At this point one of the few remaining mechanisms of independent oversight was the Australian Human Rights Commission Inquiry into Children in Detention. Although Immigration Department officials said they intended to not make it easy for the Commission, and that health staff who made anonymous submissions to the Inquiry would be discovered and punished, they were not successful in thwarting the Inquiry.

In the hearings of the Inquiry the previous and the previous Minister under Labor and the then current Minister were subjected to detailed forensic examination. The former painfully tried to avoid responsibility while the latter went on the attack. Despite these attacks, the Commission by own investigations, and by its capacity to compel the Immigration Department against its resistance to release information, produced a landmark powerful and damning report that meticulously documented abuses in detention and the harms of prolonged detention on the mental health of children and families.

This episode marked the end of my involvement within the system as it was clear to me that dissent or disagreement within the system was not tolerated and independent oversight was not allowed. The beneficial changes had been unraveled and the system had returned to the position before the Palmer reforms. I believed that it was it was no longer possible to continue to work within the system without collusion, and contributing to further harm.

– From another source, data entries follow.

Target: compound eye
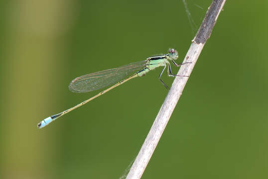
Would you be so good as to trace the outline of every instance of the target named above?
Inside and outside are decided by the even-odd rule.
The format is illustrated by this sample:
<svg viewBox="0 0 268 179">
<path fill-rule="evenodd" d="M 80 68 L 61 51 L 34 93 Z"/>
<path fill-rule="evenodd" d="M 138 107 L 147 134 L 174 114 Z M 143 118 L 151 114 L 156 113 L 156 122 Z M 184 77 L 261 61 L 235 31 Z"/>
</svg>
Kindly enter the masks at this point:
<svg viewBox="0 0 268 179">
<path fill-rule="evenodd" d="M 168 55 L 172 60 L 176 60 L 179 56 L 178 52 L 174 49 L 168 50 Z"/>
</svg>

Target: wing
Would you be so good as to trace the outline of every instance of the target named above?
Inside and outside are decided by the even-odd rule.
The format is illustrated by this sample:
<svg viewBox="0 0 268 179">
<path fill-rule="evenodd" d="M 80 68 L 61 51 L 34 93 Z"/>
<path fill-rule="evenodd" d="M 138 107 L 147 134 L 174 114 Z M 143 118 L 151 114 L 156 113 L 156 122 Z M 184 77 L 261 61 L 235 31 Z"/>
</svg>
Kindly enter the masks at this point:
<svg viewBox="0 0 268 179">
<path fill-rule="evenodd" d="M 86 92 L 102 89 L 116 84 L 134 72 L 142 70 L 146 62 L 146 60 L 134 62 L 77 77 L 70 83 L 69 89 L 74 92 Z"/>
</svg>

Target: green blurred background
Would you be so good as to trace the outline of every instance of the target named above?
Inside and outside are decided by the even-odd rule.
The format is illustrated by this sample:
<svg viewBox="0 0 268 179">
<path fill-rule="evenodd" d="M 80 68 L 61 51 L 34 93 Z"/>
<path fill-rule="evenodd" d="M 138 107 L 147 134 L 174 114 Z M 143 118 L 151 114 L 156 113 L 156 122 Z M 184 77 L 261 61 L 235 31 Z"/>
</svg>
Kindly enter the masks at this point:
<svg viewBox="0 0 268 179">
<path fill-rule="evenodd" d="M 72 93 L 76 77 L 170 47 L 181 62 L 211 0 L 186 2 L 197 27 L 182 0 L 1 1 L 0 178 L 123 176 L 167 94 L 160 69 L 36 125 L 100 91 Z M 143 179 L 268 177 L 268 5 L 227 1 Z"/>
</svg>

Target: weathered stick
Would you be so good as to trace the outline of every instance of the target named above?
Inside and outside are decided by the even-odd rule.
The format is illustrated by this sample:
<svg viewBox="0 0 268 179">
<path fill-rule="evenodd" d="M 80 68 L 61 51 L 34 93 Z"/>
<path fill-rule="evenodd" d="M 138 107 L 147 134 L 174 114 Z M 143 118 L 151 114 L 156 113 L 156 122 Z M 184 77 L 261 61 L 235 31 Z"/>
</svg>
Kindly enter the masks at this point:
<svg viewBox="0 0 268 179">
<path fill-rule="evenodd" d="M 210 36 L 212 29 L 225 1 L 226 0 L 212 1 L 183 61 L 183 63 L 192 63 L 182 65 L 178 72 L 178 75 L 189 76 L 191 74 L 203 47 Z M 140 179 L 141 177 L 181 95 L 188 79 L 188 78 L 176 77 L 174 80 L 170 90 L 130 169 L 127 177 L 127 179 Z"/>
</svg>

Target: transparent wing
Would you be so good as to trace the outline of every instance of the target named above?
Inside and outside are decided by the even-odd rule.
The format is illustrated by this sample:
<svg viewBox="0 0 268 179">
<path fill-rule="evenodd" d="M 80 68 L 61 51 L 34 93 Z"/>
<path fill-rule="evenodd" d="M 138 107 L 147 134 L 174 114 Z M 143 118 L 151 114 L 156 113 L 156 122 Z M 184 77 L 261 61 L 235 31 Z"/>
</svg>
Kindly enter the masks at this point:
<svg viewBox="0 0 268 179">
<path fill-rule="evenodd" d="M 72 92 L 85 92 L 102 89 L 115 84 L 132 75 L 134 72 L 142 70 L 147 61 L 134 62 L 122 67 L 93 73 L 77 77 L 69 85 Z"/>
</svg>

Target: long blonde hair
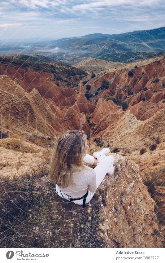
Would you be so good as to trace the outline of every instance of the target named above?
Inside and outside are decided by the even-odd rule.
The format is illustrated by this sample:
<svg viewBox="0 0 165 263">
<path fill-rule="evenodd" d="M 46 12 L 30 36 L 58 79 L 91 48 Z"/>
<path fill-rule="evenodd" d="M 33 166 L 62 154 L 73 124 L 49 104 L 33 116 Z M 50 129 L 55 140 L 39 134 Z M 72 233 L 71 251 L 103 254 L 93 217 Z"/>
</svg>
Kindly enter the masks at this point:
<svg viewBox="0 0 165 263">
<path fill-rule="evenodd" d="M 50 162 L 49 176 L 59 187 L 67 187 L 72 182 L 73 170 L 82 171 L 86 136 L 82 131 L 63 133 L 57 141 Z"/>
</svg>

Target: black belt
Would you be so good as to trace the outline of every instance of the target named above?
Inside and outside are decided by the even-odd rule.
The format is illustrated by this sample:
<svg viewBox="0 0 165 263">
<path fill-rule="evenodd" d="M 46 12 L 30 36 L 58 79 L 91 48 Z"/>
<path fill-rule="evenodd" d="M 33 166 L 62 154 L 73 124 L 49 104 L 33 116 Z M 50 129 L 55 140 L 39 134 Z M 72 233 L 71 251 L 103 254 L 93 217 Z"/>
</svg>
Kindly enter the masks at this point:
<svg viewBox="0 0 165 263">
<path fill-rule="evenodd" d="M 85 194 L 84 195 L 83 195 L 81 197 L 80 197 L 77 199 L 74 199 L 74 198 L 69 198 L 69 200 L 71 202 L 72 201 L 76 201 L 77 200 L 80 200 L 81 199 L 82 199 L 83 198 L 83 207 L 84 208 L 85 207 L 85 201 L 86 201 L 86 198 L 88 194 L 88 189 L 86 194 Z"/>
<path fill-rule="evenodd" d="M 55 191 L 58 194 L 58 193 L 57 193 L 57 191 L 56 190 L 56 184 L 55 186 Z M 61 193 L 61 190 L 60 190 L 60 192 L 61 193 L 61 195 L 62 195 L 62 196 L 64 198 L 65 198 L 65 197 L 64 197 L 64 196 L 63 196 L 63 195 L 62 193 Z M 86 193 L 84 195 L 83 195 L 82 196 L 82 197 L 80 197 L 80 198 L 78 198 L 78 199 L 75 199 L 74 198 L 69 198 L 69 201 L 70 202 L 72 202 L 72 201 L 76 201 L 77 200 L 80 200 L 81 199 L 82 199 L 83 198 L 83 208 L 84 208 L 85 207 L 85 202 L 86 202 L 86 197 L 87 197 L 87 196 L 88 195 L 88 191 L 87 191 Z"/>
</svg>

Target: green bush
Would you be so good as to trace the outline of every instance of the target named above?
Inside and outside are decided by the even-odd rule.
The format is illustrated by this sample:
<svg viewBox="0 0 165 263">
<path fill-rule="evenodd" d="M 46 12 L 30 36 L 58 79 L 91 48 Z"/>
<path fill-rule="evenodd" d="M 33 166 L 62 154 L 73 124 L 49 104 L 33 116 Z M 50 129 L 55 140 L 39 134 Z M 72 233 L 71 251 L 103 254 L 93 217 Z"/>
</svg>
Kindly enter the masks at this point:
<svg viewBox="0 0 165 263">
<path fill-rule="evenodd" d="M 157 144 L 158 144 L 160 142 L 159 141 L 159 137 L 158 136 L 158 137 L 155 139 L 155 142 Z"/>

Since then, the Border Force Act came into being, with bipartisan support, further extending secrecy surrounding the immigration detention system. Staff reporting abuses in Nauru have been persecuted; and there have been a number of tragedies including self-immolations and the deaths of Hamid Kehazaei and others, in offshore detention due to poor medical care.

Australia’s policies have been condemned by the United Nations; multiple international humanitarian organisations; and the PNG court has found the detention of asylum seekers in Manus Island is illegal.

Men, women and children continue to be forced to suffer enforced misery to drain them of hope, and as a warning to others.

This is not an Australia of which we can be proud of:

We cannot support policies that defy international law.

We cannot support Governments that attack the institutions of civil society; Governments that enact laws that keep us in the dark and seek to silence dissent.

If we are to be free – we cannot continue to arbitrarily imprison and punish asylum seekers who have come to us seeking their own freedom.

Dr Peter Young is a Consultant Psychiatrist with experience of 20 years working in NSW Health. He took on the role responsible for oversight of mental health services to people in Australian and offshore detention centres. He held this position for three years from 2011 to 2014. Dr Young has given evidence to the Australian Human Rights Commission enquiry into children in detention and other public enquiries regarding mental health harms caused by detention.  

This speech was given at the Sydney Town Hall on 22 June 2016 for the Asylum Seekers Centre public meeting for Refugee Week 2016.